March 4, 2013

Henry James in Kensington




Though Henry James at first preferred Paris, London finally took a hold of him, thanks to the majesty of its clubs and the comfort of its furnished rooms. The New Yorker found a sense of well-being in the city's furnished apartments, smothered under piles of keepsakes and trinkets, shining silver, coal fires in fact all the paraphernalia of Victorian England.

These rooms, in whose decoration morality triumphed over aesthetics and sentiment was more important than style, were turned into museums or miniature replicas of the 1851 International Exhibition.

On tablecloths embroidered by countless little nieces, you would find souvenirs of Carlsbad or Florence set out on display.
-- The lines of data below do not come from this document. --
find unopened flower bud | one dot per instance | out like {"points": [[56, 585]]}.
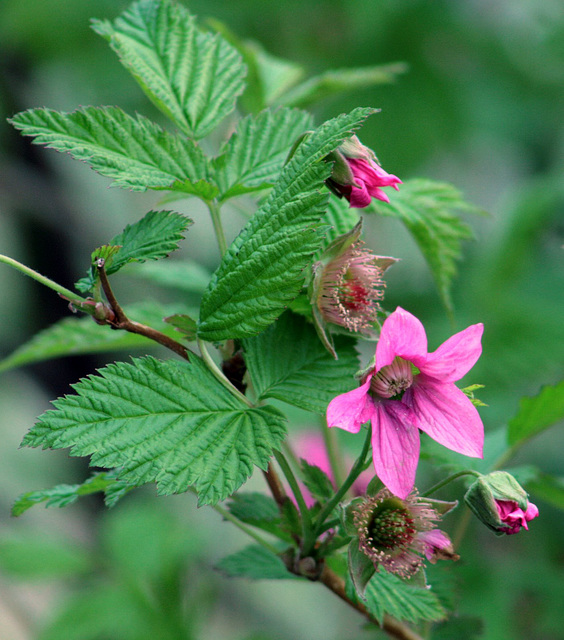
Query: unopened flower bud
{"points": [[357, 175], [501, 503]]}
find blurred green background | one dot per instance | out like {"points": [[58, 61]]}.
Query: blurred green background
{"points": [[481, 106]]}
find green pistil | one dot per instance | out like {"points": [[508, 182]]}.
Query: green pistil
{"points": [[390, 528]]}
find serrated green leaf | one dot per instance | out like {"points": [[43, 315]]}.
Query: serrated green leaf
{"points": [[337, 81], [33, 557], [430, 211], [193, 77], [341, 218], [135, 152], [256, 563], [156, 235], [386, 593], [263, 269], [65, 494], [75, 336], [537, 414], [183, 323], [254, 155], [288, 362], [361, 568], [167, 422]]}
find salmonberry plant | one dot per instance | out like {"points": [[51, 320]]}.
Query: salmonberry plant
{"points": [[279, 323]]}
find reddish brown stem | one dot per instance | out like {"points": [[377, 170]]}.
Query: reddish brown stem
{"points": [[391, 626], [121, 321]]}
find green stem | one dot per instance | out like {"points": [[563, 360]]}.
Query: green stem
{"points": [[353, 475], [243, 527], [66, 293], [215, 214], [219, 375], [454, 476], [308, 537]]}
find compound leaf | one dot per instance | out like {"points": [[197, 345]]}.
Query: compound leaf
{"points": [[193, 77], [167, 422]]}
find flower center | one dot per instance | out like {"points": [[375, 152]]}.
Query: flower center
{"points": [[391, 527], [354, 296], [393, 379]]}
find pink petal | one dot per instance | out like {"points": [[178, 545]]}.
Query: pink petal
{"points": [[350, 410], [402, 335], [532, 511], [359, 197], [455, 357], [395, 446], [447, 415]]}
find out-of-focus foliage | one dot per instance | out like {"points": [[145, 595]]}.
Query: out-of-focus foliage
{"points": [[480, 106]]}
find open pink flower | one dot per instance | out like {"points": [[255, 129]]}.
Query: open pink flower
{"points": [[512, 515], [410, 389]]}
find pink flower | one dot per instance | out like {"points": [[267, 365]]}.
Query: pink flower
{"points": [[351, 286], [310, 447], [369, 177], [397, 533], [512, 515], [357, 175], [410, 389]]}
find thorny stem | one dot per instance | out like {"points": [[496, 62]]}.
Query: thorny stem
{"points": [[454, 476], [215, 214], [121, 321], [308, 534], [62, 291], [392, 627]]}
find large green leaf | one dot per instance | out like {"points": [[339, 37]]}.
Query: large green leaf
{"points": [[386, 593], [75, 336], [263, 269], [154, 236], [288, 362], [255, 153], [193, 77], [167, 422], [537, 414], [135, 152], [256, 563], [430, 211]]}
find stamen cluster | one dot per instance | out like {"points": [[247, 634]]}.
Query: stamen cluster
{"points": [[351, 288], [394, 532]]}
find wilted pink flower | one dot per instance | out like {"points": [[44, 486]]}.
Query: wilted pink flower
{"points": [[396, 533], [310, 447], [351, 286], [410, 389], [357, 175], [512, 515]]}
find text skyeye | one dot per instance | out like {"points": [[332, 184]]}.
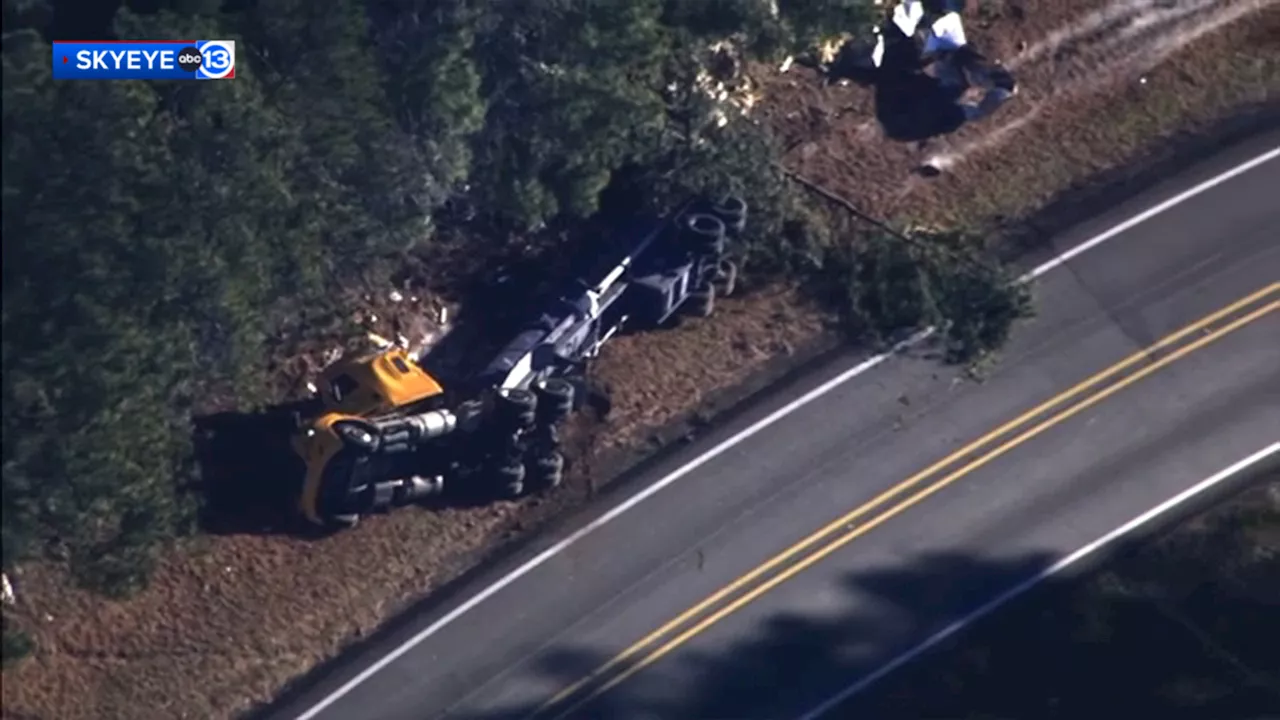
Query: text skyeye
{"points": [[124, 59]]}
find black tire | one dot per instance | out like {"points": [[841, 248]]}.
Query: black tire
{"points": [[554, 399], [732, 213], [726, 277], [510, 479], [515, 408], [548, 470], [704, 233], [357, 433], [702, 302]]}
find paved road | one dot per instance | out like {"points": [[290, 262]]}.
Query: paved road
{"points": [[1171, 418]]}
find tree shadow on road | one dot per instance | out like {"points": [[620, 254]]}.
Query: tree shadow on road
{"points": [[1184, 629]]}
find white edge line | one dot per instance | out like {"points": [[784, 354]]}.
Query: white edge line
{"points": [[746, 433], [1148, 214], [995, 604]]}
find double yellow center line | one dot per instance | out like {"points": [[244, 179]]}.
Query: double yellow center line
{"points": [[853, 525]]}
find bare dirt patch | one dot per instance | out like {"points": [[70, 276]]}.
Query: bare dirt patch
{"points": [[231, 619]]}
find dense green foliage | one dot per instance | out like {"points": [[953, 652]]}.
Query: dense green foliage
{"points": [[941, 279], [159, 236]]}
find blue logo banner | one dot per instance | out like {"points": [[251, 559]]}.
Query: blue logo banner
{"points": [[145, 59]]}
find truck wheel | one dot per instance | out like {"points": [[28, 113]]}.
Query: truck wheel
{"points": [[704, 233], [332, 525], [510, 479], [470, 415], [516, 408], [732, 213], [554, 399], [726, 277], [702, 302], [548, 470]]}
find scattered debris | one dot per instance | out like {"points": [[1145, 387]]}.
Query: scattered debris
{"points": [[922, 65]]}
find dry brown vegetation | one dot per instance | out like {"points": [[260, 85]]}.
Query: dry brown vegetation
{"points": [[229, 620]]}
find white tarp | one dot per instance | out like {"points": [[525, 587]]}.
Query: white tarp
{"points": [[908, 16], [946, 33]]}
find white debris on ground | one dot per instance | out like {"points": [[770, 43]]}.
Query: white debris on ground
{"points": [[726, 83], [941, 45]]}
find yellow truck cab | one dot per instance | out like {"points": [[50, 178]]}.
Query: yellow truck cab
{"points": [[353, 392], [376, 383]]}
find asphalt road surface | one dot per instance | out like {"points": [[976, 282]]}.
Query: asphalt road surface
{"points": [[1182, 393]]}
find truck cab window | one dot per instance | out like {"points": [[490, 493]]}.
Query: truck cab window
{"points": [[343, 386]]}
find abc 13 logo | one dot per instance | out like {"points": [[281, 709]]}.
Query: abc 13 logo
{"points": [[209, 59]]}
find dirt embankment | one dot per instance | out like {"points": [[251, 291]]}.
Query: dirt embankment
{"points": [[231, 619]]}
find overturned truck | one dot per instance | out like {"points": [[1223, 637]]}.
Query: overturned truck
{"points": [[385, 433]]}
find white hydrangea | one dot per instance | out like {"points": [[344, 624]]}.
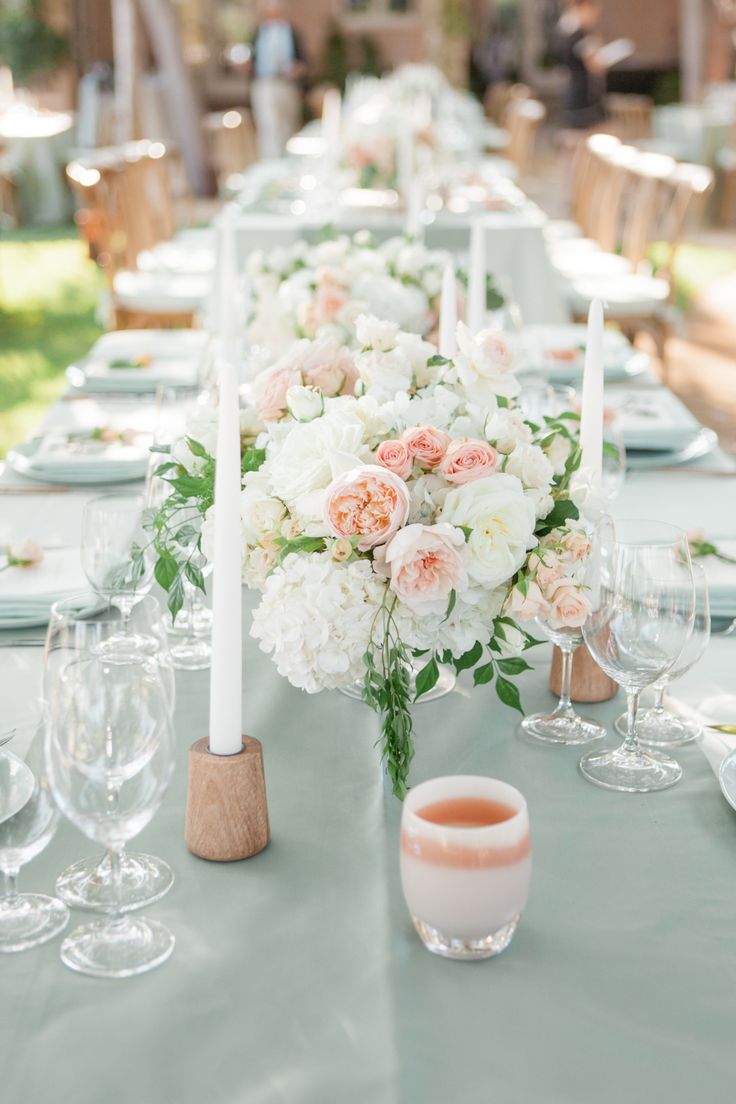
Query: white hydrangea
{"points": [[316, 618]]}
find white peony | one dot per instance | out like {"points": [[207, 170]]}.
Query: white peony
{"points": [[316, 618], [375, 333], [484, 364], [530, 464], [305, 404], [501, 520], [260, 512]]}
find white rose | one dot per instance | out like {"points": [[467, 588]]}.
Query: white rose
{"points": [[305, 404], [530, 464], [383, 374], [501, 520], [260, 511], [507, 428], [375, 333]]}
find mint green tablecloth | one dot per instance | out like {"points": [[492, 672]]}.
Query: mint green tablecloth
{"points": [[297, 977]]}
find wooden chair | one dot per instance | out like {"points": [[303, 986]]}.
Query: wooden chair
{"points": [[524, 118], [231, 138], [629, 117]]}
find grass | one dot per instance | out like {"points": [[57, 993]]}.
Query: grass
{"points": [[49, 293], [695, 266]]}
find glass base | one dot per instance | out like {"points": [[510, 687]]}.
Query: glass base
{"points": [[661, 729], [30, 919], [191, 655], [465, 949], [561, 728], [631, 772], [117, 947], [86, 884], [444, 686], [123, 647]]}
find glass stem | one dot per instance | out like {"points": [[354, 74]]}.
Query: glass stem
{"points": [[631, 742], [10, 885], [565, 703], [115, 857]]}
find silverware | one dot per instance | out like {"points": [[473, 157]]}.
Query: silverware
{"points": [[34, 490]]}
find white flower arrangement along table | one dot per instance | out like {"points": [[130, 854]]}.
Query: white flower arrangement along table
{"points": [[320, 290], [397, 512]]}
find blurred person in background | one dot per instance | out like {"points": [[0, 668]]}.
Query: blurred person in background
{"points": [[277, 69], [578, 45]]}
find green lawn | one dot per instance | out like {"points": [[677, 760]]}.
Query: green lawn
{"points": [[49, 292]]}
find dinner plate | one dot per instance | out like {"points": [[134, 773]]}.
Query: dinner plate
{"points": [[21, 460], [704, 442], [727, 778]]}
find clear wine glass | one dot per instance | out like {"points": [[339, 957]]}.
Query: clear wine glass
{"points": [[563, 725], [110, 757], [642, 606], [80, 628], [658, 726], [116, 558], [27, 919]]}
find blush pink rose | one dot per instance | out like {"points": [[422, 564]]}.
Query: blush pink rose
{"points": [[395, 456], [568, 606], [272, 391], [329, 300], [370, 502], [426, 444], [529, 606], [425, 564], [466, 460]]}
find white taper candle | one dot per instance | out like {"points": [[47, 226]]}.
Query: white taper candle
{"points": [[592, 413], [226, 671], [476, 308], [448, 314]]}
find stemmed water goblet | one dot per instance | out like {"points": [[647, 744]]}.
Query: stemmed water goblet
{"points": [[109, 747], [27, 919], [642, 602], [116, 559], [80, 627], [658, 726]]}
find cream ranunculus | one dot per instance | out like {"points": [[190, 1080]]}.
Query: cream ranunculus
{"points": [[501, 520]]}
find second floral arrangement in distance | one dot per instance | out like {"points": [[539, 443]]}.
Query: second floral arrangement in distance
{"points": [[397, 513]]}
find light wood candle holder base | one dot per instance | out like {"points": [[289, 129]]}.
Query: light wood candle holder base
{"points": [[226, 808], [589, 682]]}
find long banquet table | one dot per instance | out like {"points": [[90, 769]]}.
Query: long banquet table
{"points": [[297, 976]]}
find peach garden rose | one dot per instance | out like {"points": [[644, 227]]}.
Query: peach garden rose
{"points": [[468, 459], [395, 456], [370, 502], [425, 564], [426, 444]]}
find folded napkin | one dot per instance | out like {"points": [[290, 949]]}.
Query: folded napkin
{"points": [[654, 420], [32, 590], [57, 452]]}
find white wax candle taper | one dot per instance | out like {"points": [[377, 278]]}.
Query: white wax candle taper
{"points": [[448, 314], [476, 308], [592, 407], [226, 671]]}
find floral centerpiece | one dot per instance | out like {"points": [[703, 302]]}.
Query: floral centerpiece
{"points": [[403, 517], [317, 290]]}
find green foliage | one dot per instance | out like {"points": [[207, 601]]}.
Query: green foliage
{"points": [[28, 45]]}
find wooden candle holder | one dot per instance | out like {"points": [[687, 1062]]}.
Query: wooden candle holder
{"points": [[589, 682], [226, 808]]}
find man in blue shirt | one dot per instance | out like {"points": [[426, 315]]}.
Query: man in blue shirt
{"points": [[277, 66]]}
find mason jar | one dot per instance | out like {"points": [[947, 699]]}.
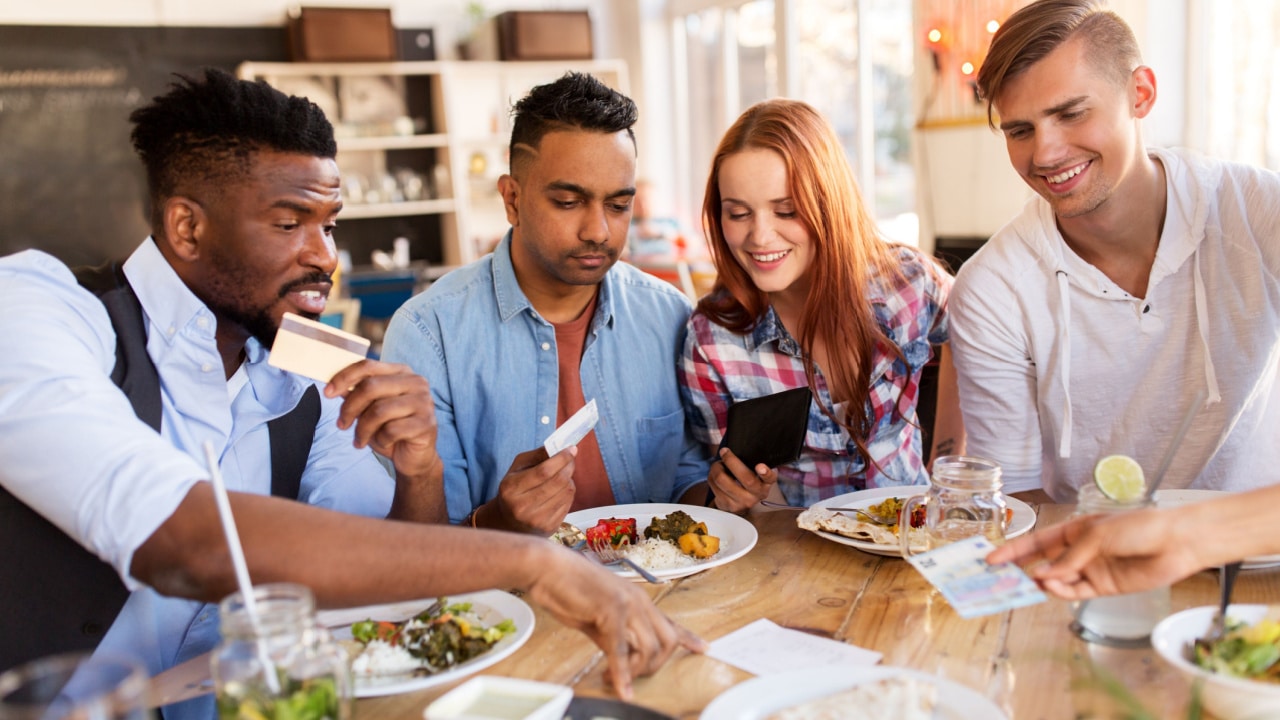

Hunting trophies and silver given by worthy tradesmen as golden wedding presents would crown libraries fitted out in the chastest Gothic fashion.

Draft screens made up of thousands of magazine illustrations were there to trap the slightest breath of air. An eczema of lockets and framed paintings covered the walls. Family photographs and watercolors of the Highlands and the Lake of Geneva-both areas of good moral standing-overflowed from the frames that held them.

Tables and windows were draped in velvet like dresses by Worth. Aspidistras grew old in their stands. Antimacassars protected the velvet headrests of armchairs, glass bowls sheltered bridal crowns of fabric flowers, or even poor dead pussy, animal skins here and there overlaid the carpet and, finally, Axminster carpets covered the floor.  America never really opened her gates to this tide of bric-a-brac, for though it may have been comfortable, it never became cosy.




But Henry James needed it all: the screens to allow Maisie to come upon her parents' secret, the curtains to cast their shadow over discreditable intrigues, the lampshades, creased like crinolines, to catch in a pool of light a seedy Bostonian or some peeress who has come down in the world.



Since "Gone With The Wind," America rediscovered this style among the debris of failed London boardinghouses up for sale in the Portobello Road flea-market, and boatloads of Victoriana set off daily for the New World.